"Pan Lodowego Ogrodu""


Jarosław Grzędowicz publikuje niezwykle rzadko, ale za to każde jego kolejne dzieło jest doskonałe pod każdym calem. Doskonale dopracowane, w najdrobniejszych szczegółach oddające wizję wykreowanego przez niego świata.




Łączy on doskonałość w tworzeniu i opisywaniu świetnie funkcjonującego świata niczym J.R.R. Tolkien oraz wspaniałych opisów akcji żywcem wziętych z prozy R.A Salvatore . W jego tekstach można doszukać się także nawiązań do opowiadań Sapkowskiego . Jednak Grzędowicz pomimo wielkości innych „bardów” współczesnej fantastyki, przebija ich wszystkich swoim, rzadko spotykanym kunsztem. Jest także za razem doskonałym humanistą, który potrafi z niezwykłą łatwością przelewać myśli na papier tworząc, ciekawą historię, od której nie można się oderwać aż do ostatnich kart powieści. Gdy przed napisaniem poniższej recenzji, wziąłem książkę żeby przypomnieć sobie istotne elementy, tak nie odłożyłem jej dopóty, dopóki po raz kolejny nie doprowadziłem do końca przygody Nitj’sefni – Nocnego Wędrowca.
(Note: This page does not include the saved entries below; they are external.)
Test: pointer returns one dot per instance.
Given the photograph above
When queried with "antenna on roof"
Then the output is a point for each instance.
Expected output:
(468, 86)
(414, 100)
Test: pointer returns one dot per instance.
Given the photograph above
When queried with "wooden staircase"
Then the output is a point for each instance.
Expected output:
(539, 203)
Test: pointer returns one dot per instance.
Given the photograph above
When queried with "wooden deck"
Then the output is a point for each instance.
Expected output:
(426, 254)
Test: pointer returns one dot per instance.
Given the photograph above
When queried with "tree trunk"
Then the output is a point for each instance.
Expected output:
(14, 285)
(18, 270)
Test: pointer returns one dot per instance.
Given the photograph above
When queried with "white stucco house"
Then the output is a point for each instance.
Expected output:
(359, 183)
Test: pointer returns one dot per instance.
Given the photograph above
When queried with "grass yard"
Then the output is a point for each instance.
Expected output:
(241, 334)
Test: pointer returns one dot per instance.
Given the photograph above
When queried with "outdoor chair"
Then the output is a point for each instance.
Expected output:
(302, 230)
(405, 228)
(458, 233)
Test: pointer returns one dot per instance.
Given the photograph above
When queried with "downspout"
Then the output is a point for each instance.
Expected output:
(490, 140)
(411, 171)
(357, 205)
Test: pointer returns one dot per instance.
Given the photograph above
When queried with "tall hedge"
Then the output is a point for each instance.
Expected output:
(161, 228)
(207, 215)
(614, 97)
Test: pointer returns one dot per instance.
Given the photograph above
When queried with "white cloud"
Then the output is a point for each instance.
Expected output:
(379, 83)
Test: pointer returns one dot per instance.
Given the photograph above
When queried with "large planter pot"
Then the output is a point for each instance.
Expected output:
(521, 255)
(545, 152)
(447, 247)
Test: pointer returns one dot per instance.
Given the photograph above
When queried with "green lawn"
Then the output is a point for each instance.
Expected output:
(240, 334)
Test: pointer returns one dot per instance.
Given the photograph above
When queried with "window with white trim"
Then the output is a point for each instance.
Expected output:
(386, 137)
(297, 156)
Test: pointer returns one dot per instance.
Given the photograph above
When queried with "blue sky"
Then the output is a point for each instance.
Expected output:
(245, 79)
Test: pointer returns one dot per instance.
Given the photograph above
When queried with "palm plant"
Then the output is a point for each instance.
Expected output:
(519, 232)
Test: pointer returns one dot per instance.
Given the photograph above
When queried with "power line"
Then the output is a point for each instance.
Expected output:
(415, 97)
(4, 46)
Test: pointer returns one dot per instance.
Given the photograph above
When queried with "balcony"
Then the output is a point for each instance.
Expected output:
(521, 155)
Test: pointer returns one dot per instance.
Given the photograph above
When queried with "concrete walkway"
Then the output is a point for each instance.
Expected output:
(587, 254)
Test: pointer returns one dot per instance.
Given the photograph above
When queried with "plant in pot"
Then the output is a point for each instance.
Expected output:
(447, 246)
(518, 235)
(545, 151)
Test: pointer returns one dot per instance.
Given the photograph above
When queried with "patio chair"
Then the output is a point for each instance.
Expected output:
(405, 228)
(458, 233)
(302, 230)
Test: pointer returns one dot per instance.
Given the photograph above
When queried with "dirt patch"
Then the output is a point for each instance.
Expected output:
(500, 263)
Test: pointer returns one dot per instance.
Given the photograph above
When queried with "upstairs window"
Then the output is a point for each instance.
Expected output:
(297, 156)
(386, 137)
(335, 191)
Najnowsze jego dzieło, o którym tutaj mowa to: „Pan Lodowego Ogrodu”. Autorowi po raz kolejny udało się stworzyć doskonały, tętniący życiem świat. Świat, jakiego nigdy wcześniej nie mieliśmy okazji poznać. Albowiem chodzi tu o połączenie przyszłości z przeszłością. Dzięki temu zabiegowi książka stała się jeszcze ciekawsza niż inne, dotychczasowe lektury. W czasie naszej wędrówki poprzez nowy świat, napotykamy cała paradę przeróżnych postaci, gdzie jedna z drugą nie ma prawie żadnego powiązania. Aż dziw, że panu Jarkowi udało się umieścić tyle różnorodnych postaci w takiej małej powieści, jaką jest „Pan Lodowego Ogrodu”, a zarazem nie powtarzając nawet najdrobniejszej cechy u każdego z nich. Najciekawsze, że w tym, najnowszym dziele każdy znajdzie swoje odzwierciedlenie. Może dlatego ta książka staje się taka ciekawa, i po przeczytaniu czuć do niej niezwykłe przywiązanie.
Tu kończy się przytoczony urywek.